桜が咲いてそろそろ見頃という時に雪が降った…


 桜が咲いてそろそろ見頃という時に雪が降ったり、不順な天候が続いている。「花冷え」という乙な言葉があるが、それも度を超すと、いったい地球はどうなっているのかと思う。

 そう思うのは人間だけではないはずだ。野生動物は気温の変化をもろに受ける。魚も水温の変化に敏感だ。

 冬の間、沖の深場にいたクロダイは、春になって水温が上昇すると産卵のため浅場に入ってくる。いわゆる乗っ込み、クロダイ釣り師が一年で最もエキサイトする時期である。

 気流子も乗っ込みのクロダイを狙って、先週江の島に出掛け、まずは馴染(なじ)みの釣り餌店で釣況を聞いてみた。店主曰(いわ)く「いつもならとっくに乗っ込みが始まっている時期だけど、どうもはっきりしない」。店頭の魚拓も良型のクロダイは数えるほどだ。

 気温に比べ海水温の変化は緩やかだ。4月に入って関東では気温が10度前後落ち込んだりしているが、水温の変化はほぼ1度以内だ。しかし、魚たちにとっては相当に大きいようだ。

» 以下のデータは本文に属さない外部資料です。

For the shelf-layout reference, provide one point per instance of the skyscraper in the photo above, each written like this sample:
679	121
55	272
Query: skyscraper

 釣り雑誌であるベテラン釣り師が、クロダイが釣れだすのは水温が16度以上に安定した時と書いていた。平塚沖に設置された東京大学海洋アライアンス機構が管理する観測塔のサイトは波高や海水を1時間ごとに表示しているが、ここ数日の気温の急降下で、16度近かった相模灘の海水温も15度に下降していた。クロダイが釣れないこと以上に、不安定な気候がここ数年続いているのが気になるところだ。